Air pollution by nitrogen oxides (NOx) is currently one of the most serious environmental problems. The conventional three-way catalyst shows low NOx conversion in lean burn exhaust that contains high concentration of O2. The selective catalytic reduction of NO (SCR-NO) with C3H6 in the presence of excess O2 over bimetallic Cu-Ag catalysts supported on CeO2-ZrO2 was investigated in this study. Initially, it was found that the loading of Ag strongly promoted the catalytic performance of Cu(4)/CeO2 catalyst, reaching a maximum NO conversion with the doping of 1 wt% Ag. The UV-Vis DRS results revealed that the major species on Cu(4)/Ag(1)/CeO2 catalyst were isolated Cu2+ species and Agn 􀄯+ clusters which are responsible toward a higher NO reduction activity. However, Cu(4)/Ag(1)/CeO2 catalyst is not a promising catalyst for practical use due to its low activity in the temperature region of 250-350ºC. Extended studies were conducted to investigate the influence of different supports on the activity of SCR-NO. Cu(4)/Ag(1)/CeO2(75)-ZrO2(25) catalyst was observed to demonstrate higher NO conversions at low temperature region than the Cu(4)/Ag(1)/CeO2 catalyst due to its strong metal-support interaction and high reducibility. It is presumed that these features would enhance the activation of C3H6 to selectively react with NO at low temperature region.
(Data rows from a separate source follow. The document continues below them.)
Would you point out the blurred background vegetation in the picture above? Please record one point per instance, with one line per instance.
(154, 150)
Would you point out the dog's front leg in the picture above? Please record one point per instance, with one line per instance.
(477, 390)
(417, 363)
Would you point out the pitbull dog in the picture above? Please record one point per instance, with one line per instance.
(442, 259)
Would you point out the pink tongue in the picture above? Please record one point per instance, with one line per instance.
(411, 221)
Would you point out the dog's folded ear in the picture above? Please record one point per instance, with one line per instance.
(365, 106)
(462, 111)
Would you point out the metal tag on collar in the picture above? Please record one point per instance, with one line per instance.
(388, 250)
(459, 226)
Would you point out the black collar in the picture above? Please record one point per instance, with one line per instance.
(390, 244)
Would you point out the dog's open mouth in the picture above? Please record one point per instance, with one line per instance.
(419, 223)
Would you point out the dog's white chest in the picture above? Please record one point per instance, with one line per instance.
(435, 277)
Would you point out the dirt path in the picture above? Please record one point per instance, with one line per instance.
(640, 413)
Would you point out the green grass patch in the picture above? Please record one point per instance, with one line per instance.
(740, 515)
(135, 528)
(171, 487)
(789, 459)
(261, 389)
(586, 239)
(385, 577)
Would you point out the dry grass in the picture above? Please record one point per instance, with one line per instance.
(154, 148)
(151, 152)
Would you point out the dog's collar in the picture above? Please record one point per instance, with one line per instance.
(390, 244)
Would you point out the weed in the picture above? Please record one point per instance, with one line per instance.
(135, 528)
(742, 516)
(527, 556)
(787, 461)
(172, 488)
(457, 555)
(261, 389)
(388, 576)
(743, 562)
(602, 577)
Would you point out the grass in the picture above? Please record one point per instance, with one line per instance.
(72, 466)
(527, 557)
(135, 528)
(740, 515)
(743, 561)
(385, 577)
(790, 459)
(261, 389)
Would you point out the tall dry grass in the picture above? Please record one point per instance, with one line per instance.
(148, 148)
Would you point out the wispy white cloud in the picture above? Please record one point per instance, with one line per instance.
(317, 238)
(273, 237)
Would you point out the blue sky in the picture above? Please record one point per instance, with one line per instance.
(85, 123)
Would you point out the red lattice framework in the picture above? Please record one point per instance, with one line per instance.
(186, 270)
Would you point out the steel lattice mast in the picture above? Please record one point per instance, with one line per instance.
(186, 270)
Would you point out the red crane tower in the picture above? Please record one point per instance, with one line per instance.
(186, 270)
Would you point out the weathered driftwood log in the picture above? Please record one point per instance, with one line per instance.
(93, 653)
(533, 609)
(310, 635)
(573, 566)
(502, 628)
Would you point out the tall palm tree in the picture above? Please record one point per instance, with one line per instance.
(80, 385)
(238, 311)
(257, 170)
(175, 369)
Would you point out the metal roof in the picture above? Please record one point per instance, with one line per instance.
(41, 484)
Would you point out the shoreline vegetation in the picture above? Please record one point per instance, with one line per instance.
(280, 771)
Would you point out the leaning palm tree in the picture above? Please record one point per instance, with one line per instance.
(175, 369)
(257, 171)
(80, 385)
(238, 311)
Central composite design coupled with response surface methodology was employed to study the effect of operating variables on the SCR activity of Cu(4)/Ag(1)/CeO2(75)-ZrO2(25) catalyst and to determine the optimum NO conversion. The ranges of the temperature, NO concentration and C3H6 concentration used in this study were 224-576ºC, 818-2582 ppm and 818-2582 ppm , respectively as determined by the central composite design. The optimum NO conversion of 82.89% was obtained at 415.38ºC, 1827.16 ppm of NO concentration and 1908.13 ppm of C3H6 concentration. A Langmuir-Hinshelwood kinetic model was proposed for this study over Cu(4)/Ag(1)/CeO2(75)-ZrO2(25) catalyst. Prediction from the model agreed well with the experimental results. The model indicated that the surface reaction between adsorbed NOx species and partially oxidized hydrocarbon was the rate-limiting step for this process.